AP's Scott Bauer Has a New Obsession: Negatively Describing Ted Cruz

January 5th, 2016 5:31 PM

At the Associated Press, Wisconsin-based reporter Scott Bauer, who has spent the better part of the past five years describing Badger State Governor Scott Walker as "polarizing," has been given the opportunity to get involved with 2016 presidential campaign coverage.

Leftists and Democrats rarely earn negative descriptors in Bauer's reports, while Republicans and conservatives receive them routinely. Now that he has been tasked to cover Ted Cruz, Bauer has been using a scattershot approach, employing a plethora of negative terms, apparently in search of one or two which will cast the the Texas Senator in the most negative light possible.

Walker has been so "polarizing" that he has convinced voters to unite behind him to lead Wisconsin by significant majorities three times in four years (with victory margins of 5.8 percent, 6.8 percent, and 5.7 percent, respectively), including a recall election orchestrated by sore-loser union-backing Democrats.

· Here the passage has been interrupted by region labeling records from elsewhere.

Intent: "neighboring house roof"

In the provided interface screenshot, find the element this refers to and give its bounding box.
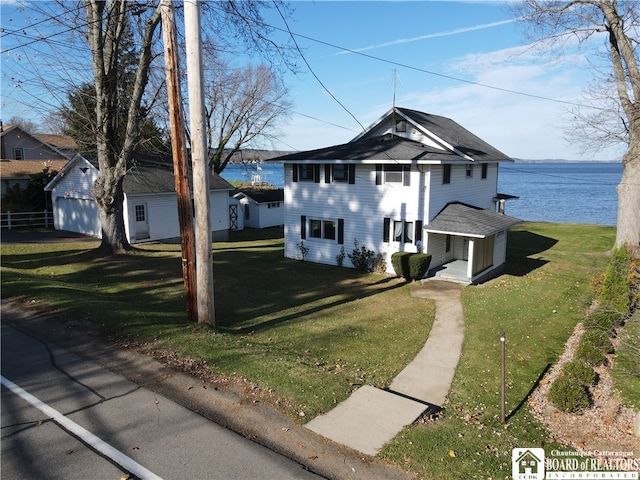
[0,160,68,180]
[0,125,75,161]
[271,108,512,163]
[424,202,522,238]
[45,154,234,195]
[233,188,284,203]
[34,133,78,151]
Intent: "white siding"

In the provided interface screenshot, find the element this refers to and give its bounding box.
[53,197,102,238]
[257,202,284,228]
[284,165,426,271]
[124,190,229,243]
[51,159,102,237]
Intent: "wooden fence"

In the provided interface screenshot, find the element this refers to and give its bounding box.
[0,210,53,230]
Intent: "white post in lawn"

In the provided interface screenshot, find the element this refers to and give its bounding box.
[184,0,215,325]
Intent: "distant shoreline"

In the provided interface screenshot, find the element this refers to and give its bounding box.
[513,158,622,163]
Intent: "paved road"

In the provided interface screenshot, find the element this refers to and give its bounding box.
[1,323,321,480]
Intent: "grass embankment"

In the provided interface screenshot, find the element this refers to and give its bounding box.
[2,229,434,419]
[2,223,615,479]
[382,223,615,479]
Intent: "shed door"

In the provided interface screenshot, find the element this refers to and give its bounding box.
[133,203,149,240]
[54,197,101,237]
[229,205,238,230]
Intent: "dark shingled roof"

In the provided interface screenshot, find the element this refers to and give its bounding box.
[232,188,284,203]
[267,134,464,162]
[398,108,511,161]
[424,202,522,238]
[268,108,511,163]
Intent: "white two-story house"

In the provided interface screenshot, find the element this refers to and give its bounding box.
[271,107,519,282]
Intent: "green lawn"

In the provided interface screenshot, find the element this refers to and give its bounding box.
[382,223,615,479]
[2,223,615,479]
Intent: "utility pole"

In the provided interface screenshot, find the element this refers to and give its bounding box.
[161,0,198,322]
[184,0,215,326]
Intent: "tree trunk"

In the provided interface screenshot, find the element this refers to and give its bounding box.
[94,170,132,255]
[615,131,640,256]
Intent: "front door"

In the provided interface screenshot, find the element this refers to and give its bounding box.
[134,203,149,240]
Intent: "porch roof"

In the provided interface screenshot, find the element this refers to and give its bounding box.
[424,202,522,238]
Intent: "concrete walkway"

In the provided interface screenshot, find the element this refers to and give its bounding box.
[306,280,464,455]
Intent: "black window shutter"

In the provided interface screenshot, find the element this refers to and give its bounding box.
[402,165,411,187]
[376,165,382,185]
[382,218,391,243]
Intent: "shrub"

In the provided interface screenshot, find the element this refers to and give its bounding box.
[391,252,411,280]
[373,253,387,273]
[409,253,431,280]
[573,339,607,367]
[562,360,596,387]
[584,310,619,337]
[347,239,376,272]
[549,373,590,413]
[599,246,631,318]
[581,329,614,353]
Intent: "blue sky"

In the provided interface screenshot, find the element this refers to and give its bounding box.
[2,1,620,160]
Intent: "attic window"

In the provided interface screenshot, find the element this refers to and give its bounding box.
[383,163,411,187]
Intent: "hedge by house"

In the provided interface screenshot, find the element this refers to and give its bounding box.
[391,252,431,281]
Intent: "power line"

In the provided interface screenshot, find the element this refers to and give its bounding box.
[264,26,601,110]
[273,1,366,131]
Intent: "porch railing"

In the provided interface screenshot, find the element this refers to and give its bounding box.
[0,210,53,230]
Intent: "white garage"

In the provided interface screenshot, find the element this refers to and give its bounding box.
[53,197,101,237]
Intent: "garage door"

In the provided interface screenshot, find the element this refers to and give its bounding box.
[54,197,101,237]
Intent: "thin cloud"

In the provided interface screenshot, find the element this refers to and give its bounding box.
[337,18,517,55]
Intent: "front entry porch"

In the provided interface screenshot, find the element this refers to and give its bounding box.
[427,260,471,284]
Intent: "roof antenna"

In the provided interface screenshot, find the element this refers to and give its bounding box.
[393,68,398,110]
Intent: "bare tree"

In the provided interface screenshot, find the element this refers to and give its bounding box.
[205,57,291,173]
[515,0,640,255]
[85,0,160,254]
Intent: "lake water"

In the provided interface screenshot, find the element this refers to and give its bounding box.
[222,162,622,225]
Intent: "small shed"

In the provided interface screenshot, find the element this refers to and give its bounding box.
[45,155,233,243]
[233,188,284,228]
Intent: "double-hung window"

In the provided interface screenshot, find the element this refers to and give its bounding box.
[309,218,336,240]
[442,163,451,185]
[382,218,422,243]
[300,215,344,244]
[393,221,413,243]
[298,164,315,182]
[376,163,411,187]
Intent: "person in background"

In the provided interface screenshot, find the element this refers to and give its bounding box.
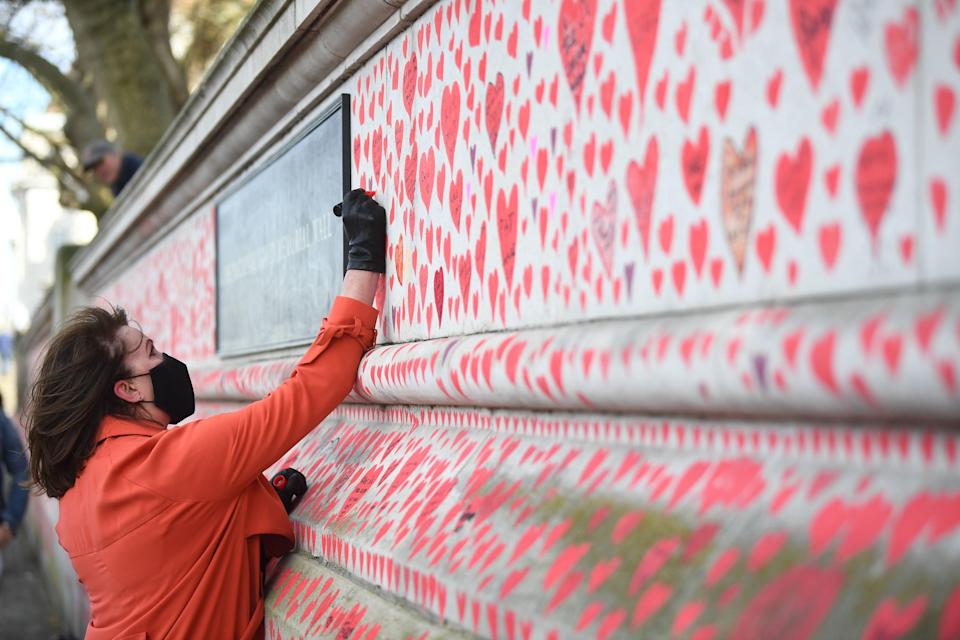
[0,396,27,575]
[25,189,387,640]
[80,140,143,197]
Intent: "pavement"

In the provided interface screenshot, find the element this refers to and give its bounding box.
[0,535,59,640]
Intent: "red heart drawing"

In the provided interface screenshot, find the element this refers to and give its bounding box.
[619,91,633,135]
[602,5,617,43]
[809,495,893,562]
[670,260,687,296]
[856,131,897,247]
[403,55,417,116]
[776,137,813,233]
[850,67,870,109]
[930,178,947,232]
[600,71,616,118]
[817,222,842,271]
[653,71,669,111]
[624,0,663,108]
[755,224,777,273]
[883,7,919,88]
[688,218,709,278]
[681,126,710,204]
[790,0,837,91]
[557,0,597,110]
[403,143,417,204]
[497,185,517,290]
[474,222,487,278]
[676,66,697,124]
[420,149,436,209]
[673,22,687,58]
[820,99,840,135]
[370,127,383,183]
[627,138,659,256]
[485,73,503,151]
[810,331,840,395]
[657,214,673,255]
[863,595,928,640]
[433,267,443,327]
[823,164,840,198]
[449,169,463,231]
[590,181,617,276]
[934,84,956,136]
[440,82,460,167]
[713,80,730,122]
[720,127,757,273]
[767,69,783,109]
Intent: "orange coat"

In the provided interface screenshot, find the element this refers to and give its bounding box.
[57,297,377,640]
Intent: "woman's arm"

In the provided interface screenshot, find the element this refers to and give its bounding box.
[115,190,386,500]
[340,269,380,305]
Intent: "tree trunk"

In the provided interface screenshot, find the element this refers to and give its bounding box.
[63,0,178,155]
[140,0,189,111]
[0,32,103,149]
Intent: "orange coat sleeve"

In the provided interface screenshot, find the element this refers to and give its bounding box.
[117,297,377,500]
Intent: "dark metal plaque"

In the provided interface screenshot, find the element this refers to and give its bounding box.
[216,94,350,356]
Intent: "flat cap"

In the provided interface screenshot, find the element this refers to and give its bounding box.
[80,140,117,171]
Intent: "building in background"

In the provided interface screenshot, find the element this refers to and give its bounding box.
[0,112,97,411]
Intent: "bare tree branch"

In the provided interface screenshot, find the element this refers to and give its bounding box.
[0,107,110,219]
[0,30,103,149]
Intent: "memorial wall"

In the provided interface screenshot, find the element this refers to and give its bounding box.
[15,0,960,640]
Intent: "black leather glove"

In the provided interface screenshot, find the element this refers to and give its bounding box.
[333,189,387,273]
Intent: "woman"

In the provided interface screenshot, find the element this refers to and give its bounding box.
[27,189,386,640]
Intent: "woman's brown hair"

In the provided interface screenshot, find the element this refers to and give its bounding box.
[25,307,136,498]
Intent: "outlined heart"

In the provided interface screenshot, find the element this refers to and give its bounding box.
[557,0,597,111]
[790,0,837,91]
[590,180,617,276]
[776,137,813,233]
[855,131,897,250]
[720,127,757,274]
[484,73,503,151]
[623,0,662,108]
[883,7,919,89]
[497,185,517,290]
[627,138,660,257]
[680,126,710,204]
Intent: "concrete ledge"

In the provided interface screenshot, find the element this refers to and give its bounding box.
[268,406,960,639]
[265,553,471,640]
[194,288,960,425]
[70,0,435,292]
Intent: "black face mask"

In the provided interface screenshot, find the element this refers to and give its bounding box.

The AP's disdain for Cruz could hardly be more obvious. In June, wire service photographer Charlie Neibergall, at a "Celebrate the 2nd Amendment" event, "somehow" managed to take "a handful of photos" with "the barrel of a gun on a poster point(ing) to the U.S. Senator and presidential candidate’s head," including this one:


The AP published them.

A short time later, the wire service, while pretending that reader and subscriber outrage weren't relevant factors, decided to "remove those photos from further licensing through AP Images, our commercial photo syndication business."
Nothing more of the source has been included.